R. Fink | If this doesn't fly, it's back to the runway
The Packet Rat
"Maybe I should have stayed home and attended the conference in Second Life. At least then I could fall asleep in privacy."
There's nothing the Rat resents more than air travel. Being somewhat of a control freak, the idea of handing over his destiny to the unpredictable forces of nature, corporate conniving and bureaucracy make the whiskered one a very cranky passenger.
'It's like Russian roulette,' he told his wife as he packed for IBM's Lotusphere conference in Orlando, Fla. 'The best you can hope for is to break even ... or for the other guy to shoot himself and open up an aisle seat.'
As it turned out, the metaphorical chambers did not spin in the whiskered one's favor that night, as his flight out of Dulles International Airport in Virginia was canceled, and Delta somehow still managed to lose his luggage.
'I hear Delta is actually an acronym,' the Rat said to his fellow passengers as he tried to keep himself at a low seethe. 'It stands for 'Doesn't Ever Leave The Airport.''
A long drive to BWI Airport near Baltimore and several hours of banging his head against the ticket counter later, the Rat was close to having himself sent Priority Mail to Orlando. But he finally got on a plane, and after three more hours waiting for de-icing, he was on his way. He arrived just in time for the keynote, smelling just as you'd expect day-old rat to smell ... but at least that meant people gave him plenty of elbow room.
'Maybe I should have stayed home and attended the conference in Second Life,' the wirebiter whined. 'At least then I could fall asleep in privacy.'
That's right'IBM ran a virtual version of Lotusphere in the virtual world of Second Life, where it threw attendees into the deep end as part of its attempt to transform the Lotus brand into something new, cool and 'Web 2.0'-friendly. In a virtual version of the Disneyworld Dolphin Hotel, IBM allowed those who couldn't get in the doors in Orlando to view the general session online, and network with experts and attendees.

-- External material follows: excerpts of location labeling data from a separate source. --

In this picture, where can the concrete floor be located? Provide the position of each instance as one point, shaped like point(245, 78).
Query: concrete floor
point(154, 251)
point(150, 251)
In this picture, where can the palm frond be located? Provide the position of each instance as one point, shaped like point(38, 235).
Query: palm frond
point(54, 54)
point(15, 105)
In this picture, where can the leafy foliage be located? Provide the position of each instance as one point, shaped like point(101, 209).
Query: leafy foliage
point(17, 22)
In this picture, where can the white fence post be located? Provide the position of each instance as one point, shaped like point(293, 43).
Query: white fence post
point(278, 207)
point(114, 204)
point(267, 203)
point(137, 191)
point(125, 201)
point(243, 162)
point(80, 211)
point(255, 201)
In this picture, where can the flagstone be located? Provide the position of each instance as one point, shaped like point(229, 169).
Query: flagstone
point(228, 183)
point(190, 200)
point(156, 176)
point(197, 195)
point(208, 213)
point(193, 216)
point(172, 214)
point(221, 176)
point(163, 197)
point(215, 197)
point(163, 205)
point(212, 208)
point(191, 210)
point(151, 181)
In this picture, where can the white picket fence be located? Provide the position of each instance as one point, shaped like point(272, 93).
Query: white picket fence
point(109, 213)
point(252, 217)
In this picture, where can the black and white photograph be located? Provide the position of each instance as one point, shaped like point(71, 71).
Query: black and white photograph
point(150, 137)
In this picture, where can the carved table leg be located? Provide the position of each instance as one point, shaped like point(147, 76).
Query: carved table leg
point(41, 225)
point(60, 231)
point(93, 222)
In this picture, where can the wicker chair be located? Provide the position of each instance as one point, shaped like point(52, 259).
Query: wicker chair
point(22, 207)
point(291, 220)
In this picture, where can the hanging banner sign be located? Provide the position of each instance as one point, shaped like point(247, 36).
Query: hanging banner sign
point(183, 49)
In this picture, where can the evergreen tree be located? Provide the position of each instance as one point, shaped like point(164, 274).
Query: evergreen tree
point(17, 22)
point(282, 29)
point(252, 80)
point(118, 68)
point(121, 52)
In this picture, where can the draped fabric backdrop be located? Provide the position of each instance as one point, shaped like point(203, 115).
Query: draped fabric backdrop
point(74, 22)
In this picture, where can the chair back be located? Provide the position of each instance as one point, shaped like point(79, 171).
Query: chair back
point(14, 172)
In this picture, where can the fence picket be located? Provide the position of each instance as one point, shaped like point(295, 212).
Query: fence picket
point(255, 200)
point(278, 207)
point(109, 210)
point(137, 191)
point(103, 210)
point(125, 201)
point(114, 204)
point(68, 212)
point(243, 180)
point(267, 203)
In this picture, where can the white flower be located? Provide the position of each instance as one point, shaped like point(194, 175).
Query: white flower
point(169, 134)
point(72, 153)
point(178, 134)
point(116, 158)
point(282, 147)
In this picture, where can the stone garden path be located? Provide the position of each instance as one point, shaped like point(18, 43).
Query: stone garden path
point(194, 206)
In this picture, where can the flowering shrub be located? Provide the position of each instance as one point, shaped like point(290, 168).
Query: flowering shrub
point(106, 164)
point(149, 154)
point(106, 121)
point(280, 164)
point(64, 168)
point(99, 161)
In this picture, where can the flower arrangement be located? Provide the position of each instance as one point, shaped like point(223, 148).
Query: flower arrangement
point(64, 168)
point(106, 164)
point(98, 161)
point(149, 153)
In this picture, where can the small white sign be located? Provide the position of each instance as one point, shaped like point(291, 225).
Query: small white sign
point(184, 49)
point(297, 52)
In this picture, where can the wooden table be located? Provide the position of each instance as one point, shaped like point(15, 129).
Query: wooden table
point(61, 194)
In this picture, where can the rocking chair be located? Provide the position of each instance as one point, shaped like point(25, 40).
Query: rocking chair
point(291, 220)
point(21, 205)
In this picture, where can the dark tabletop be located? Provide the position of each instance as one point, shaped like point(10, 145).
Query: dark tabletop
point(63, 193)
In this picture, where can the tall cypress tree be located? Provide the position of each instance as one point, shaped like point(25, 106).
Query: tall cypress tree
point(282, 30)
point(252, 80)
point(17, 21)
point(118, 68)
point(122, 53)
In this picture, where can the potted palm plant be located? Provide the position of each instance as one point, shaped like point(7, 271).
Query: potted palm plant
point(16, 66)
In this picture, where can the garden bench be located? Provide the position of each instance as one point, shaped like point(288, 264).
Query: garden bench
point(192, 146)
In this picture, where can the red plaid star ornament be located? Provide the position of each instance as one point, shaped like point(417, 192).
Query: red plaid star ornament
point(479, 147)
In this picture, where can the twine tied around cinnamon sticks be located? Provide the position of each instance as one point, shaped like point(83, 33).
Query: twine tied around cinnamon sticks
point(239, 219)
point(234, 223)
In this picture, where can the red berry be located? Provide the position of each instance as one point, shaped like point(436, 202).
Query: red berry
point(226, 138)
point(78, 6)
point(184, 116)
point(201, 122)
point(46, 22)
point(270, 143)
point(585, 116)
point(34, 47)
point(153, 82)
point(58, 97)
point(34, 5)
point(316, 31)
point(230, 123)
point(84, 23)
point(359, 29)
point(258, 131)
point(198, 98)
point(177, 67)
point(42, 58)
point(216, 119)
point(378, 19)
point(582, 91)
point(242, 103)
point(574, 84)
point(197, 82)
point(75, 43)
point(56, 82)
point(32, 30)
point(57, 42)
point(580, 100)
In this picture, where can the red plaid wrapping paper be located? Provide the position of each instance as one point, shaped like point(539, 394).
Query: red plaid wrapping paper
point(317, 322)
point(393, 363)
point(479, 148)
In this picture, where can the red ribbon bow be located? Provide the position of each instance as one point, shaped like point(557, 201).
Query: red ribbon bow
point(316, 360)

The event was the launching platform for Lotus Connections, the 'world's first business-ready social software platform.' IBM is trying to create a collaborative environment that can capture the experience of the coolest of all the Web 2.0 tools ' safely within the enterprise network. Instead of using free online tools like Facebook, MySpace, Blogger, del.icio.us, MeetUp or 37Signals' BaseCamp, Lotus wants you to pay for tools that do pretty much the same thing. The Lotus team also showed off the ability to create 'mash-ups' in the Lotus client, pulling together data from multiple applications with some simple graphical 'wiring.'
Lotus officials also showed off some of the new capabilities of its SameTime instant-messaging client'including video chat and integration with telephony systems to create conference calls from IM chats.
'We need to make (collaboration tools) cool so that they will be embraced in the workplace,' Michael Rodin, the general manager of IBM Lotus, said during his keynote (and on the Second Life broadcast).
Of course, all of these things depend on IBM driving the upgrade cycle of Notes and Domino. But with all of that promised collaborative mojo, the Rat left Orlando wondering if Lotus' promises would finally do the one thing no software had ever done ' eliminate the need for him to get on a plane.
'I hope this is the last Lotusphere I ever have to go to,' the Rat grinned as he left a session on Sametime. Of course, if Lotus doesn't deliver on the promises, it might be the last one anyway.